Au fil des années, l’intérêt de l’opinion publique ukrainienne pour la mémorialisation de Babi Yar ne cesse pourtant de grandir et la volonté politique ne faiblit pas. En témoigne le remplacement de Volodymyr Viatrovitch, directeur nationaliste et révisionniste de « l’Institut national de la mémoire », par Anton Drobovych, jeune historien reconnu pour son objectivité académique. Ou encore, le vote par le Parlement, le 22 septembre, d’une loi définissant et pénalisant l’antisémitisme. Cependant, depuis les controverses de 2020, le Centre du Mémorial de l’Holocauste à Babi Yar a réduit sa communication sur le musée permanent au strict minimum, tout en peuplant le site de Babi Yar d’expositions temporaires. Ici, une synagogue en bois. Là, un dédale de colonnes de métal percées de trous de balles. Ou une réplique du mur des Lamentations de 40 mètres de long par l’artiste serbe Marina Abramović, qui sera inaugurée ce 6 octobre.

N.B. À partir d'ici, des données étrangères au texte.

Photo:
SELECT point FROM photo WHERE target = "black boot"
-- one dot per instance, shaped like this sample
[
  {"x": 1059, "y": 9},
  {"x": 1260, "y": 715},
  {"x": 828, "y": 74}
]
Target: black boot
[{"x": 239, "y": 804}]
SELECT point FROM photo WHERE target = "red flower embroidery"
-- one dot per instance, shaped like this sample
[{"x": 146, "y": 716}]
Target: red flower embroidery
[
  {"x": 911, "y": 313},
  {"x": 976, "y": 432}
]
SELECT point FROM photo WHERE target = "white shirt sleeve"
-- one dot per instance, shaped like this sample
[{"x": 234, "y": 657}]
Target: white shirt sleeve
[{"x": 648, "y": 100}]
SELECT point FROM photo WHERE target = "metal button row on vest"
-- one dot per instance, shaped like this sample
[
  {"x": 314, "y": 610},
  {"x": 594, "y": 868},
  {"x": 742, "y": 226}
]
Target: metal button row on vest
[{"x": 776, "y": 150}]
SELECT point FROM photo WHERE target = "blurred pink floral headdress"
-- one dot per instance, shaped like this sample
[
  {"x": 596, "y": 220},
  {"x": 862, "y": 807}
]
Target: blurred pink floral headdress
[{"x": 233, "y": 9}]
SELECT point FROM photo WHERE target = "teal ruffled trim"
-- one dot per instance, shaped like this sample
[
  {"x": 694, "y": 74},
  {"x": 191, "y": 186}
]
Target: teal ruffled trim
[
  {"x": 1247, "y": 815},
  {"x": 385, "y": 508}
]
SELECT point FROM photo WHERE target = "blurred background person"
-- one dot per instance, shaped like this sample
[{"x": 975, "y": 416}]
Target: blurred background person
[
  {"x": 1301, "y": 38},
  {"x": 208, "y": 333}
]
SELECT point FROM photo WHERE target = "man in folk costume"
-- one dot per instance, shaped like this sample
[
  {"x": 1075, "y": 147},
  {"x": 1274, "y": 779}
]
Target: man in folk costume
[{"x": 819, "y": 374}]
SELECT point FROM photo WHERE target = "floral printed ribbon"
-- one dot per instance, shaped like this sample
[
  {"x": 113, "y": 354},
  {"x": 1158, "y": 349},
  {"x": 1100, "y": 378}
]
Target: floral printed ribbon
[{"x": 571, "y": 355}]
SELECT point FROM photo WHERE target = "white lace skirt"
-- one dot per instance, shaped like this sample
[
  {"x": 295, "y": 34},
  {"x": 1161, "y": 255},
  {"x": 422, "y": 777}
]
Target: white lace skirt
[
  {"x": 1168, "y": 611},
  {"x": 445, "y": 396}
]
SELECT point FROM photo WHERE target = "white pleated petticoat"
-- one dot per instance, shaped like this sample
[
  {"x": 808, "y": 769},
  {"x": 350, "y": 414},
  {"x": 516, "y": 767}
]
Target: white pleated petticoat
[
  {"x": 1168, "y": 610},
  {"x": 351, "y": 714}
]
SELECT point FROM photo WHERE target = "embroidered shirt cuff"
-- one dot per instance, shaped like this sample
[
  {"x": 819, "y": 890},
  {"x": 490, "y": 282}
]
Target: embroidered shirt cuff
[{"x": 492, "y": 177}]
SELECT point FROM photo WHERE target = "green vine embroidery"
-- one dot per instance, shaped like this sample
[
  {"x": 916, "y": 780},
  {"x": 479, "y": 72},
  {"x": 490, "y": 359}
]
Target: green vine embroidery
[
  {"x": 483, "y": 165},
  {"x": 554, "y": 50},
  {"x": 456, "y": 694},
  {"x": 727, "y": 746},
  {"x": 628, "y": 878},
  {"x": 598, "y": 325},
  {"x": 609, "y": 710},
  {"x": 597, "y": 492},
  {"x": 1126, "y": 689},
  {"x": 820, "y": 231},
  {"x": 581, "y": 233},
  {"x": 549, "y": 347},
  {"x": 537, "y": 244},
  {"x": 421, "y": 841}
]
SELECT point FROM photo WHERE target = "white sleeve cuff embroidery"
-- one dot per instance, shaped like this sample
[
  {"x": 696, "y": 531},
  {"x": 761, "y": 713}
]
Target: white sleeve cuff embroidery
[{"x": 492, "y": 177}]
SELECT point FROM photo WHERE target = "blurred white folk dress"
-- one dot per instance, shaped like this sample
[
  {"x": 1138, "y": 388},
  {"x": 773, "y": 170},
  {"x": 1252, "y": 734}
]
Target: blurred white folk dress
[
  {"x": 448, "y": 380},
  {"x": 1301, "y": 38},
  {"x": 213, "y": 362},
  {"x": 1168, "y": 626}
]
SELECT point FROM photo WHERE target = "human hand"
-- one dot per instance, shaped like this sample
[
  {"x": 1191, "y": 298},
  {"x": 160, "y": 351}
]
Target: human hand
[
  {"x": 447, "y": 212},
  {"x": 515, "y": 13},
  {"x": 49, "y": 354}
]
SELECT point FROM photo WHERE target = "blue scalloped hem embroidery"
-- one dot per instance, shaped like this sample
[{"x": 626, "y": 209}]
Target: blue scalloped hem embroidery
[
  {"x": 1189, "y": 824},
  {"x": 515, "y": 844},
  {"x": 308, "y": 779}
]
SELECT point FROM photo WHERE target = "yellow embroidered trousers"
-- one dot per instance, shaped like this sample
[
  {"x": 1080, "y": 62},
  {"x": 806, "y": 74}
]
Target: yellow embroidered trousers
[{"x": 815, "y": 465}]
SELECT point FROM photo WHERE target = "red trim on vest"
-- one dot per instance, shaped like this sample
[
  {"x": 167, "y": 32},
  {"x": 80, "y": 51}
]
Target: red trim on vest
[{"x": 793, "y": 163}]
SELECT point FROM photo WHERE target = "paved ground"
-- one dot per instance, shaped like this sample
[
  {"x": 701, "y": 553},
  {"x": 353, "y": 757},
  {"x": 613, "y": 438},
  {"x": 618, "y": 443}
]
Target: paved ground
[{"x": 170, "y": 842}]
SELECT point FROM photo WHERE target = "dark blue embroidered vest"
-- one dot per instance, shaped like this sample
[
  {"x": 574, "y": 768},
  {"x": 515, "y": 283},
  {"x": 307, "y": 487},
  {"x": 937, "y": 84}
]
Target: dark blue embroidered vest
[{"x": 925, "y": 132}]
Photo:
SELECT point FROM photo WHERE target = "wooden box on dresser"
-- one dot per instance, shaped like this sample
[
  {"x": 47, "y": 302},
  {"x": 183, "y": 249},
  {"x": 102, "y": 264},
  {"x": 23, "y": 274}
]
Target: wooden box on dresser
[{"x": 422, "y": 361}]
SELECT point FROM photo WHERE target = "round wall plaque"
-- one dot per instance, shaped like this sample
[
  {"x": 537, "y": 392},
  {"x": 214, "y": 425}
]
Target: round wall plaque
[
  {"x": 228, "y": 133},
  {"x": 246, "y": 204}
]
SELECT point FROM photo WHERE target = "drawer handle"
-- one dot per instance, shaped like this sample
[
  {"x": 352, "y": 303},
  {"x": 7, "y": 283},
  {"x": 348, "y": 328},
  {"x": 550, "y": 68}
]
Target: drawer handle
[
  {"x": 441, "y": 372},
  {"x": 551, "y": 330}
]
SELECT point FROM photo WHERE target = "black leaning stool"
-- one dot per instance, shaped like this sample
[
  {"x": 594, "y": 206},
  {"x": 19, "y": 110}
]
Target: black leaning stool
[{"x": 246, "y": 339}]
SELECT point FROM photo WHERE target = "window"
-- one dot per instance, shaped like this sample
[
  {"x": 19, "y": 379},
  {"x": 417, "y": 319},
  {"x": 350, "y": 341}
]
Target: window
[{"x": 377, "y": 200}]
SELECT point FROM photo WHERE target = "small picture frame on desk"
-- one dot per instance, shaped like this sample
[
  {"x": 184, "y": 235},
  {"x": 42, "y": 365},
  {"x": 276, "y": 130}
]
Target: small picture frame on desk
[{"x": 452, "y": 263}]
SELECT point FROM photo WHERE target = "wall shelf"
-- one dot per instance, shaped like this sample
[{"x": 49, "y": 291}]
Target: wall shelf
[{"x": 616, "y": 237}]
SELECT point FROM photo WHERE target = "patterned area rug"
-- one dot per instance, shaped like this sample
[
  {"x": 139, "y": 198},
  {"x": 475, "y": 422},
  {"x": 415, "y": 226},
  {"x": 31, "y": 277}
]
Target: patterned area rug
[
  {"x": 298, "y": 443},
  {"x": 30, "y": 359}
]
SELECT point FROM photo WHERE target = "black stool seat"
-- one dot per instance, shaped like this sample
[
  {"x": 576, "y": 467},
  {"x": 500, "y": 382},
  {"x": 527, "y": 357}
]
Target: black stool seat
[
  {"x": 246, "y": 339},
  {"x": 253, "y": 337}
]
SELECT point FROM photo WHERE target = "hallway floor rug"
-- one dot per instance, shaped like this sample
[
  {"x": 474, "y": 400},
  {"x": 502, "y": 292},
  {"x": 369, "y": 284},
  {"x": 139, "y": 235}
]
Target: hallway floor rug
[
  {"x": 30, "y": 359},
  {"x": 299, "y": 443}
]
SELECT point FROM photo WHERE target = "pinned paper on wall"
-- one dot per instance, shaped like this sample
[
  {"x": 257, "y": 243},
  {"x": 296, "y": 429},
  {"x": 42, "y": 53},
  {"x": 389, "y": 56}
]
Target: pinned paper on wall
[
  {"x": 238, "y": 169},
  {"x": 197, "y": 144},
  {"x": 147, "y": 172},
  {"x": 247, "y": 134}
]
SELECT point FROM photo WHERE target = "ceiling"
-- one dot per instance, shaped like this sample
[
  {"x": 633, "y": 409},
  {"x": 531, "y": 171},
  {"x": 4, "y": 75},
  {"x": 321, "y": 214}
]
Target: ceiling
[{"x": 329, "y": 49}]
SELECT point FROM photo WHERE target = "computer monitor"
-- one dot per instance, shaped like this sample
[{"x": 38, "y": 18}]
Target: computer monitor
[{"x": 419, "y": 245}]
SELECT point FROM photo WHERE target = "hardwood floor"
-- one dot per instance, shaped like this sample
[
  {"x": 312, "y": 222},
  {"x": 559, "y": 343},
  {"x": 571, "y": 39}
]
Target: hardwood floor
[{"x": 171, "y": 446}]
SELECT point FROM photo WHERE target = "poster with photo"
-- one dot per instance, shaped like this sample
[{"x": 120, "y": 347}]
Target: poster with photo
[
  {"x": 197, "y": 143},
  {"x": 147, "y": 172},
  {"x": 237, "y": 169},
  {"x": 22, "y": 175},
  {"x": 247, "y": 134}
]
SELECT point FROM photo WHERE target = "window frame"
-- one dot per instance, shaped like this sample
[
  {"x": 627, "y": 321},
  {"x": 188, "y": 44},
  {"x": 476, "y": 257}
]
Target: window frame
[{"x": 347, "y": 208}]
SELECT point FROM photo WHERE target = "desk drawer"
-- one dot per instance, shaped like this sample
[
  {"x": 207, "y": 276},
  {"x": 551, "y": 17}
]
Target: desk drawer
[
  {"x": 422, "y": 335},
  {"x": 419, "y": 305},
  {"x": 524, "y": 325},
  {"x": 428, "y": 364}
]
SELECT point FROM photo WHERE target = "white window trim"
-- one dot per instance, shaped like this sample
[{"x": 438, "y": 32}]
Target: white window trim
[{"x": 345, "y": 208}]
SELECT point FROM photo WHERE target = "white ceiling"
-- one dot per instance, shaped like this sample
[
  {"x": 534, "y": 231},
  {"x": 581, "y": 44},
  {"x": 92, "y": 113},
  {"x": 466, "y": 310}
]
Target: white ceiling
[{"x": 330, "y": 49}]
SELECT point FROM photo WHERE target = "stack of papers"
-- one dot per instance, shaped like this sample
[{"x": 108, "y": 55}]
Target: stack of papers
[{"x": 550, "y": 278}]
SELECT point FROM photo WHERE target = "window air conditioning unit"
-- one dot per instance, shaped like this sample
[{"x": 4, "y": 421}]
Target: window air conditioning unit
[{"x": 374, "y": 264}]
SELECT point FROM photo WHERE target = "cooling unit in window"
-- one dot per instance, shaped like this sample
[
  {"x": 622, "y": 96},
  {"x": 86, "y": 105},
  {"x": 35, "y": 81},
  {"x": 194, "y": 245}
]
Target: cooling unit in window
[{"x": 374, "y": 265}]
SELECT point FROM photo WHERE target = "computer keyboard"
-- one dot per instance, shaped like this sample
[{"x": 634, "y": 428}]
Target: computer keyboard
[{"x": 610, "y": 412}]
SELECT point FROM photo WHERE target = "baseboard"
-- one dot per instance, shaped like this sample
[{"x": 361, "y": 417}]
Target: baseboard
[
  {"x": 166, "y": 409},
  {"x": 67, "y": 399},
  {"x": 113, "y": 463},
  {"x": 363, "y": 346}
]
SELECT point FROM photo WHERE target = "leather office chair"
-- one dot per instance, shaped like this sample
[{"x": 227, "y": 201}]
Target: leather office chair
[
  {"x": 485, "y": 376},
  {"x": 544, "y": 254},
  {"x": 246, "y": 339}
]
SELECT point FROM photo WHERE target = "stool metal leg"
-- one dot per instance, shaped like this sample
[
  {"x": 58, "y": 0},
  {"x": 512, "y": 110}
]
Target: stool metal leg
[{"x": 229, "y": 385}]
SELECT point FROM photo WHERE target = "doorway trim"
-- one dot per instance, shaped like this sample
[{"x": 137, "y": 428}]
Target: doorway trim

La polémique n’est toutefois jamais loin. En atteste le film documentaire Babi Yar. Contexte, que le Centre a commandé à Serhiy Loznitsa. Au Festival de Cannes, le réalisateur ukrainien a expliqué que la question de Babi Yar lui semblait être « la ligne de front d’une guerre des mémoires qui partageait des groupes incapables de s’entendre sur la manière de se rappeler les événements ». Bien qu’il assure « n’offrir aucune interprétation », son film est très critiqué en Ukraine pour la place prépondérante qu’il accorderait à la collaboration ukrainienne avec les nazis. Preuve s’il en fallait que l’histoire, en Ukraine, est bien vivante.